It is easier to cache stuff for users who are not logged in as it is the same for everyone. and everyone is looking up on Hackernews at the moment to see what is wrong with slack, which is probably the cause of the slowness.
The point count for most articles is consistently lower on a view of the non-logged-in homepage. I assume that means they are cached more aggressively for non-logged-in. There's also the username and karma count in the top-right.
It has made coming back from a long Christmas vacation a lot easier. Once I got my emails taken care of, I was able to get to work without distractions. It's been nice.
Just a note, if your company uses G Suite, chat.google.com exists and is basically an entire Slack clone. We use it as a backup when Slack goes down (obviously doesn't help for bots and ChatOps we've set up, but works well for realtime work chat).
This is an excellent reminder of the danger of being locked into closed systems.
I wonder how many companies (like mine) have literally ground to a halt because of this? Do other companies have a risk-documented backup plan B for times like this? Presumably the default is for everyone to resort to email?
More worryingly is the number of ChatOps processes and alerting/observability systems that are in place around Slack.
Not being able to chat with co-workers for an hour or two is fine, but not being able to safely manage CI/CD/deployments is a big risk.
When application engineers say stuff like this, they're also implying that there's a giant infra/ops team who will be wiling and able to do all the work for them. Nobody actually wants to be responsible for this stuff.
Not at all, I think closed private systems are far better (better products, support, service) but when an entire company runs its operations on a single system like Slack, there is a big risk when it goes away and you need contingency.
I’d still rather be on Slack and suffer a day of lost productivity than force people to use only email or IRC.

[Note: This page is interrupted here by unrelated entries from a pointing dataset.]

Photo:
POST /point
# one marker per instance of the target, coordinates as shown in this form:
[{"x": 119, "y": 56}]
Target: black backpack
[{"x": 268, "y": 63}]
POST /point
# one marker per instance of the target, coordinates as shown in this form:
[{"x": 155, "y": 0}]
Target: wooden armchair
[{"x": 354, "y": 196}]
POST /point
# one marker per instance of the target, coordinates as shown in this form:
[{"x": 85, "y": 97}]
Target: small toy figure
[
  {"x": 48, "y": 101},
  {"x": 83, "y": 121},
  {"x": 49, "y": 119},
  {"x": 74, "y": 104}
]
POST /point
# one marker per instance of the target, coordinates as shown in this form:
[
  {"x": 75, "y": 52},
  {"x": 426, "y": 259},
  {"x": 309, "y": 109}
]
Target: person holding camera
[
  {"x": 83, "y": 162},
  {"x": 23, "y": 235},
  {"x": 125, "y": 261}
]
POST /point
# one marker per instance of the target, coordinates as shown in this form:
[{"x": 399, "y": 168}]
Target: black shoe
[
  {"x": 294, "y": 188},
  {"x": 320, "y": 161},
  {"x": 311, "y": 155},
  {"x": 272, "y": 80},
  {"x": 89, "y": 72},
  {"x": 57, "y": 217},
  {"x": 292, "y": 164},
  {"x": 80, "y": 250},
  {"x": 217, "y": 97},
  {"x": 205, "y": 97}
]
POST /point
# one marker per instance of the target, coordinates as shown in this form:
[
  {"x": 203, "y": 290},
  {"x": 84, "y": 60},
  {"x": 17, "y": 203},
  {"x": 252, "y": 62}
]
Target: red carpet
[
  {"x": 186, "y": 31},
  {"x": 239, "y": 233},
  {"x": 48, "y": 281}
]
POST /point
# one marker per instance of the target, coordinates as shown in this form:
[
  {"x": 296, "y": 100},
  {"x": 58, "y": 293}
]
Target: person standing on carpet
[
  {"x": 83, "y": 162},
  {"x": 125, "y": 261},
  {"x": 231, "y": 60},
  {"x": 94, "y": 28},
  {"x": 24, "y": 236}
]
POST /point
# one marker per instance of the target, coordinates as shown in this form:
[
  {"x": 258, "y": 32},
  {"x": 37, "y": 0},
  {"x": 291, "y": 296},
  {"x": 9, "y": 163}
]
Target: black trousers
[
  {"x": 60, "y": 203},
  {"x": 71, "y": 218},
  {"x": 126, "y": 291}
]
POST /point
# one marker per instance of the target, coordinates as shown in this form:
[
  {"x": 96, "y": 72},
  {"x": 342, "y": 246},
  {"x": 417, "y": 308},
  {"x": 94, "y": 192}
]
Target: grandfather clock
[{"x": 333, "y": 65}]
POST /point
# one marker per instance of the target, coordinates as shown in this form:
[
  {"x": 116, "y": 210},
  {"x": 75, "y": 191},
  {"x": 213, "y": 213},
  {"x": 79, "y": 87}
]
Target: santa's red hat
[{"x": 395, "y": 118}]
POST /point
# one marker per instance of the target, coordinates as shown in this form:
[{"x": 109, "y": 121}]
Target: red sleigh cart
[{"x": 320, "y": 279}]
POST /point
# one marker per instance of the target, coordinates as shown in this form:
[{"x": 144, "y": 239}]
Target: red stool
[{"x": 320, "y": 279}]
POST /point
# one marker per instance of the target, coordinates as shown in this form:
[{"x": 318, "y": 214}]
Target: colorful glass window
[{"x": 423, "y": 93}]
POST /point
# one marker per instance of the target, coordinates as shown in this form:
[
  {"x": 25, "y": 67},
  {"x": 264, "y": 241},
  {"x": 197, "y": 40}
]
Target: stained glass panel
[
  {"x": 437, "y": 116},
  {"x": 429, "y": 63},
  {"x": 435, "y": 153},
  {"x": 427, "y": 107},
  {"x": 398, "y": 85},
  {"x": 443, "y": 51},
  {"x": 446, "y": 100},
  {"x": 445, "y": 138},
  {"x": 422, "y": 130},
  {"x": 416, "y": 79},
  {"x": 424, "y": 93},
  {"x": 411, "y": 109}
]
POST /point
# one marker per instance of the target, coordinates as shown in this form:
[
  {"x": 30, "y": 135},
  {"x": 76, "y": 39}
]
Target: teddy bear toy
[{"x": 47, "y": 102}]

I agree 100%! Though I think it might be dangerous to prepare for the "last disaster". It'll be some other system breaking next time, so I think we instead should identify what systems that do not have some kind of redundancy and determine blast radius of those crashing
I'm good at not panicking about things I can't change, but I worry about some of my colleagues who find it difficult to not have control in these situations
I can't do anything to help them at the moment, so for now I'm heading to my couch with my analogue book :)
A lot of organizations essentially took the last two weeks off from work, which is long enough for a 10-day autoscale window to spin down servers, and then get confronted by a load spike that wasn't pre-spun for.

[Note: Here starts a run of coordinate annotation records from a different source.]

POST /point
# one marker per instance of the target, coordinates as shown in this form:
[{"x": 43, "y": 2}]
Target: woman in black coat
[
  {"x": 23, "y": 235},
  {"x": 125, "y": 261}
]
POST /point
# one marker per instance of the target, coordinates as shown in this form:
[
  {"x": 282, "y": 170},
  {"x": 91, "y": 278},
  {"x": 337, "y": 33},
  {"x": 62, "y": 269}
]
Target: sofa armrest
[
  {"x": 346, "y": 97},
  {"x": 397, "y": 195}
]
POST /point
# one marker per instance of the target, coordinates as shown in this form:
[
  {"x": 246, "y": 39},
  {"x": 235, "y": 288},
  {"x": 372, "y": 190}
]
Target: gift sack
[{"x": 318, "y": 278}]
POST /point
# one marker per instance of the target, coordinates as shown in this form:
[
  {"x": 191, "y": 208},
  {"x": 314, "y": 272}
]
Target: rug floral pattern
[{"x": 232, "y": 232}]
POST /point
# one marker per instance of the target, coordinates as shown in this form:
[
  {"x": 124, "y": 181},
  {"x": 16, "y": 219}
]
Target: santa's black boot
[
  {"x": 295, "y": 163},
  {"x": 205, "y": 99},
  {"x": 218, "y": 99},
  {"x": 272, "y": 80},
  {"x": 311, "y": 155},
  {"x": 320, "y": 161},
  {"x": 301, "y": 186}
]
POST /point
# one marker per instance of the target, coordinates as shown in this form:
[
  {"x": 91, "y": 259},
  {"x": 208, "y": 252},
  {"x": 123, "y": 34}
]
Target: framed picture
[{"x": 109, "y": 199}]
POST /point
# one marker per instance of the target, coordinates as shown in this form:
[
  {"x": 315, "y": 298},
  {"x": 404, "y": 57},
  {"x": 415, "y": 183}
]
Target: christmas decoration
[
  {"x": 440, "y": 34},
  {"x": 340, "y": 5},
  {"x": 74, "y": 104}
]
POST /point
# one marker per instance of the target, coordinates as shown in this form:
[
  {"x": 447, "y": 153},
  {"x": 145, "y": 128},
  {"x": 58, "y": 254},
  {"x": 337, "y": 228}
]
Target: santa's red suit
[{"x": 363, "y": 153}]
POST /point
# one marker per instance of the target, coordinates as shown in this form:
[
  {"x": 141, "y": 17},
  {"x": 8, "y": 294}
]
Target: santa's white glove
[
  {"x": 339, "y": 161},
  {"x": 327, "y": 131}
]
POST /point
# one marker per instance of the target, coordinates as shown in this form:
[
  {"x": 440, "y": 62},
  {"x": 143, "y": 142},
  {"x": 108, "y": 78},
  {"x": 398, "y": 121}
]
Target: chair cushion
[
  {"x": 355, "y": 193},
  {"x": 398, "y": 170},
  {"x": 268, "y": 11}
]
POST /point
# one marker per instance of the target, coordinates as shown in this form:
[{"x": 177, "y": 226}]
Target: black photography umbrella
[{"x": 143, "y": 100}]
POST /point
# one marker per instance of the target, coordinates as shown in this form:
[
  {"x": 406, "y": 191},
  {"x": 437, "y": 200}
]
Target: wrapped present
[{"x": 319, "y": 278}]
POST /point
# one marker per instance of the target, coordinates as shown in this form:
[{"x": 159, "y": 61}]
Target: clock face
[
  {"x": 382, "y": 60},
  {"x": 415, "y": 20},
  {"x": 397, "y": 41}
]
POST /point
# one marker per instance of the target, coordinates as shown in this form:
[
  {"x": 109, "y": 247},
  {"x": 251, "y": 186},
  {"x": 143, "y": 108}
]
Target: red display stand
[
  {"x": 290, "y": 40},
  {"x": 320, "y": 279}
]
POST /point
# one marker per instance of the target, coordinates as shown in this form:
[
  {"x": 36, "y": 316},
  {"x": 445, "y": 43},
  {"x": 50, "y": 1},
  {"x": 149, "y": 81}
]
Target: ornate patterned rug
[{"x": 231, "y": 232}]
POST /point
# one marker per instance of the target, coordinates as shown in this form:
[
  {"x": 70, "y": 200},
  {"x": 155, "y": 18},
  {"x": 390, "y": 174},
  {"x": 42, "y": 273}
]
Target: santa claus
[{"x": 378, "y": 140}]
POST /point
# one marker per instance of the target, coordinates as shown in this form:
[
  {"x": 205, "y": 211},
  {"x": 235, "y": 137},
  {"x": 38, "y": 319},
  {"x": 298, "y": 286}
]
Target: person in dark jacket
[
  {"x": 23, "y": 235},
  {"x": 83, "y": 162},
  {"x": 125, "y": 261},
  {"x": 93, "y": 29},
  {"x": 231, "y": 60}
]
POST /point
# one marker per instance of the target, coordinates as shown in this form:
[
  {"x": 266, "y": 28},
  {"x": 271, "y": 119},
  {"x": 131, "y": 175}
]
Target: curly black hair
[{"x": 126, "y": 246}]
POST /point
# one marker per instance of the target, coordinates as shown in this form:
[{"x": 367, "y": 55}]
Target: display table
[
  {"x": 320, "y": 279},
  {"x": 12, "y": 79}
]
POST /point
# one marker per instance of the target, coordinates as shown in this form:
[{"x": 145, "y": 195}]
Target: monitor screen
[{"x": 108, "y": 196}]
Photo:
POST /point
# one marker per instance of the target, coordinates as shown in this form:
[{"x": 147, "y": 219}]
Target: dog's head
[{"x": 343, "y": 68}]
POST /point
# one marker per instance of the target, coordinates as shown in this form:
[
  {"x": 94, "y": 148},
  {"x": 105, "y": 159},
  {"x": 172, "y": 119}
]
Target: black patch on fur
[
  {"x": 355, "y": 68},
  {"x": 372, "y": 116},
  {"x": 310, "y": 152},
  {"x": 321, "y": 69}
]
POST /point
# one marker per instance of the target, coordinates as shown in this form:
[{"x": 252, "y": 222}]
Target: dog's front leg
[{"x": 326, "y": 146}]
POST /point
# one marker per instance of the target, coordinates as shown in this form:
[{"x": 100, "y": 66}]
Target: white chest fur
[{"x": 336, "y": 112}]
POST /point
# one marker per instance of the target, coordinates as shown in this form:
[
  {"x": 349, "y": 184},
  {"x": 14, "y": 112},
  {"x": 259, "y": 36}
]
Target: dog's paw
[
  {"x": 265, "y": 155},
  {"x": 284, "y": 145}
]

What does this mean? What do cloud providers do when customers scale down their services? Do the providers literally power down servers? Do they sell the capacity to new customers?
Relax. GP is clearly referring to an increase in people signing on do to the holidays ending and everyone coming back from work.

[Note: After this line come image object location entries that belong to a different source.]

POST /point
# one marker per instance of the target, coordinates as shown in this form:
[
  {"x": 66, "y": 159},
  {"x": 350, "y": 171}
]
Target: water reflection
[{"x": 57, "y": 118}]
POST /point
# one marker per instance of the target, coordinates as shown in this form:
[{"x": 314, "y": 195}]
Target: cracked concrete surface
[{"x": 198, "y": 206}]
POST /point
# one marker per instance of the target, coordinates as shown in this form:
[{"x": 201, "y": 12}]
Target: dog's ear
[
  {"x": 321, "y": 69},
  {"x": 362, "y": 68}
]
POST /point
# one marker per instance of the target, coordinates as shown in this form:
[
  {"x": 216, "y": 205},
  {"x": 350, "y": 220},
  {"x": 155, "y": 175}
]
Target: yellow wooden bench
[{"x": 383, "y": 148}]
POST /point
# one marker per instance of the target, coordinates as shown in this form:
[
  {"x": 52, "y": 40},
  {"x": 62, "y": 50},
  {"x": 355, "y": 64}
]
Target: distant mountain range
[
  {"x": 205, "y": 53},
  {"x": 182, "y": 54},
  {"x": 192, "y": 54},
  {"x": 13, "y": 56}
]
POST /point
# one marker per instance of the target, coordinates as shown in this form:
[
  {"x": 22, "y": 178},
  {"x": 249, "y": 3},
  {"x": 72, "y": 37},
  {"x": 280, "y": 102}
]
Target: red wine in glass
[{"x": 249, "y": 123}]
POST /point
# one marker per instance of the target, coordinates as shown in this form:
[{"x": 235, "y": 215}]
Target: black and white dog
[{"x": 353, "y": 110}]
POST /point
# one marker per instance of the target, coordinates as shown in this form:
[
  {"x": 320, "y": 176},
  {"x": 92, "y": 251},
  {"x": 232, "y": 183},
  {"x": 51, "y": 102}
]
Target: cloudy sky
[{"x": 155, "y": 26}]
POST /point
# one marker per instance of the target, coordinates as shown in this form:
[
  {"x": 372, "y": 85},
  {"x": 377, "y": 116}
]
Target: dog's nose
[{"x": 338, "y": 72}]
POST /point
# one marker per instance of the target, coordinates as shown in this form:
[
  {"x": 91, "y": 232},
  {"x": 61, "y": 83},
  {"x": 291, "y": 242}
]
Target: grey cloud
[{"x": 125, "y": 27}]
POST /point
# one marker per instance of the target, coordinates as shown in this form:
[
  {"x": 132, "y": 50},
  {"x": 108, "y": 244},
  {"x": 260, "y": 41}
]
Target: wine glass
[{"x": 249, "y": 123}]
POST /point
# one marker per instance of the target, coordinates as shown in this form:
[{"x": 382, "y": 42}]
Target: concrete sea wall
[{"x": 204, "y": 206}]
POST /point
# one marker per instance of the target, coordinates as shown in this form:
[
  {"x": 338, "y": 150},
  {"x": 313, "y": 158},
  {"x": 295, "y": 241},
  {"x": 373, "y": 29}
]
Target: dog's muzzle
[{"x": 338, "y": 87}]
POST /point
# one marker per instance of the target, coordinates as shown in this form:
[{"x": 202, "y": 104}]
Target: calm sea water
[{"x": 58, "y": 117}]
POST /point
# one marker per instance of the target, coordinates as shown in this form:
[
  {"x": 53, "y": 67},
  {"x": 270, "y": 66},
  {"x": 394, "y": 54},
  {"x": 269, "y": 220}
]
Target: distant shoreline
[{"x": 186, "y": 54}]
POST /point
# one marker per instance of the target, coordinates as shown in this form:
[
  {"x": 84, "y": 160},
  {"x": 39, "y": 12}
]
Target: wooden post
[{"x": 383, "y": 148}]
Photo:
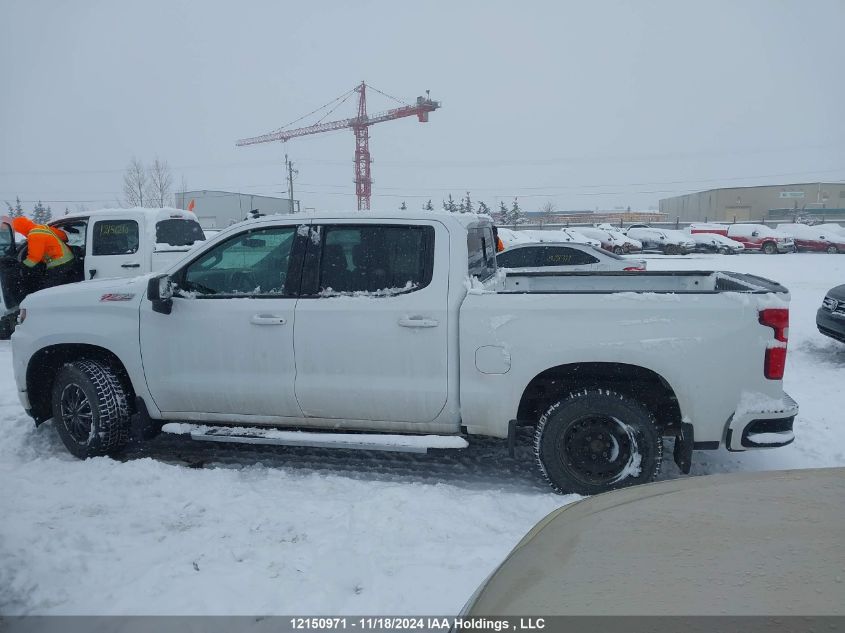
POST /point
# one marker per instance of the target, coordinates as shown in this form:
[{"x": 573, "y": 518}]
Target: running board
[{"x": 347, "y": 441}]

Also, Slack has significantly more users in the US than in any other country[1], and it really isn't even close. So the offense you're taking is unwarranted anyway.
Slack makes ~61% of its revenue from US customers which only has 4 time zones compared to the remainder of their revenue being spread out across ~20 time zones. It's not an unreasonable hypothesis.
- Revenue is not same as users. Slack have tons of free users and some countries also has lower priced plans.
- Many companies like Amazon etc. probably is counted as US revenue for Slack but they have more than 30% of their employees outside the US. This should not be huge numbers but significant.
Using our teams backup chatroom in a competing service. One of these days P2P Matrix will reach GA, then I plan to make a backup for my backups, Starfleet style.
GILORA: Starfleet code requires a second backup?
O'BRIEN: In case the first backup fails.
GILORA: What are the chances that both a primary system and its backup would fail at the same time?
O'BRIEN: It's very unlikely, but in a crunch I wouldn't like to be caught without a second backup.
Makes perfect sense for O'Brien, DS9 had serious backup issues in the first couple of years
The Forsaken (season 1 episode 17)
LOJAL: I've been reading the reports of your Chief of Operations, Doctor. They gave me the impression that he was a competent engineer.
BASHIR: Chief O'Brien? One of the best in Starfleet.
LOJAL: Then why aren't the backup systems functioning?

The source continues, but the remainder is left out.